Always on the watch for ways he can logically expand his services, Brand added hydroseeding about nine years ago. It proved to be an excellent decision, “way beyond what I thought when we first purchased our hydroseeder,” he comments. He now provides hydroseeding for other landscapers in addition to his own jobs.
Next on the diversification list: establishing the company’s new retail landscape materials center, in part prompted by P & L’s move last fall to a new address on a main street in town. The materials center sells the products that P & L has been bulk buying for years, including mulch, wall blocks, pavers, gravel, loam and hydroseeding supplies. It made sense to Brand that if he had to stock the quantities needed to supply his jobs, he might as well take advantage of his wholesale prices and sell these materials to the public, too.
Return the call
Brand shakes his head over the level of service provided by some landscapers. “I hear this all the time: ‘You’re the only contractor who called me back and actually showed up.'” Karen Garmond, P & L’s office manager, confirms each day’s appointments, and stays in constant contact with customers. “We return every phone call, and we show up for appointments, and sadly, that sets us apart,” Brand says.

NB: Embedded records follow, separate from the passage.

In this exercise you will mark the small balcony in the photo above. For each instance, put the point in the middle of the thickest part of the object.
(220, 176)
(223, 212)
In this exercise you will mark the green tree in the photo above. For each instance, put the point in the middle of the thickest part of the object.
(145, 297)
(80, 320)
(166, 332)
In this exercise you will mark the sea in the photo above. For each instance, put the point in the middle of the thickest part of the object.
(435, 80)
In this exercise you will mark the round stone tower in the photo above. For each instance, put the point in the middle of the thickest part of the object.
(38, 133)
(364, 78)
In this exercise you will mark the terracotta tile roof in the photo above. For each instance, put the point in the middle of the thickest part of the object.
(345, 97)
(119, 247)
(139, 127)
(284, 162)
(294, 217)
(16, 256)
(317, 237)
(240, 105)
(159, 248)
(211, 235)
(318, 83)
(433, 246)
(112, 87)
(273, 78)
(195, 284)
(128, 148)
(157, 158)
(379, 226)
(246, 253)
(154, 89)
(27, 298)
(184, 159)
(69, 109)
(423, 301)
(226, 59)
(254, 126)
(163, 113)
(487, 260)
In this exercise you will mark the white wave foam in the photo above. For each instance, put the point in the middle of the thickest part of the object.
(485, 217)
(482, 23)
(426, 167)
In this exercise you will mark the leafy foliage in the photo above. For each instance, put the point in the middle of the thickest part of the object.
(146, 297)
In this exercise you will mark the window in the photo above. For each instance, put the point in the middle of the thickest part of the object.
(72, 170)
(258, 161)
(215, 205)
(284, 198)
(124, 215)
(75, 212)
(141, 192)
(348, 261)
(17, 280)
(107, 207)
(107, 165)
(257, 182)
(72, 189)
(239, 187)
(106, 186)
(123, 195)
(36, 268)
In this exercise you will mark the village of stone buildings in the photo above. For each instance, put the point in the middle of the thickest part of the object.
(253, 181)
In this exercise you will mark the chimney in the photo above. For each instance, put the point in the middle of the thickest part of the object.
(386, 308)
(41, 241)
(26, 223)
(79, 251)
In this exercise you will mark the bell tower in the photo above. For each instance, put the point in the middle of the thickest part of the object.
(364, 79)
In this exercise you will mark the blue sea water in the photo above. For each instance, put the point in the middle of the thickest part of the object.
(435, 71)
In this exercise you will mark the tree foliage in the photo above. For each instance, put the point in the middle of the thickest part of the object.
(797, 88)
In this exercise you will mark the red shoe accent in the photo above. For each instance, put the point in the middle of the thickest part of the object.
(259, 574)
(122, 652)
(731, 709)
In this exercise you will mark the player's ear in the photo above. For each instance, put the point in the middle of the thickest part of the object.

“He’s done excellent work – I just love Eric,” says Delana Prince, customer service manager with Ashwood Development, Nashua, New Hampshire. “If I have questions about why something isn’t growing in one of our developments, he always has the answer.”
Beyond the immediate vision to create a profitable retail landscape materials retail center, Brand sees his firm growing to the $5 million annual volume mark. He knows, though, that kind of growth will require him relinquishing the nitty-gritty management of each job and “fixing the larger issues,” he says. “As we grow, so will our team,” he says. “This won’t be an individual effort.”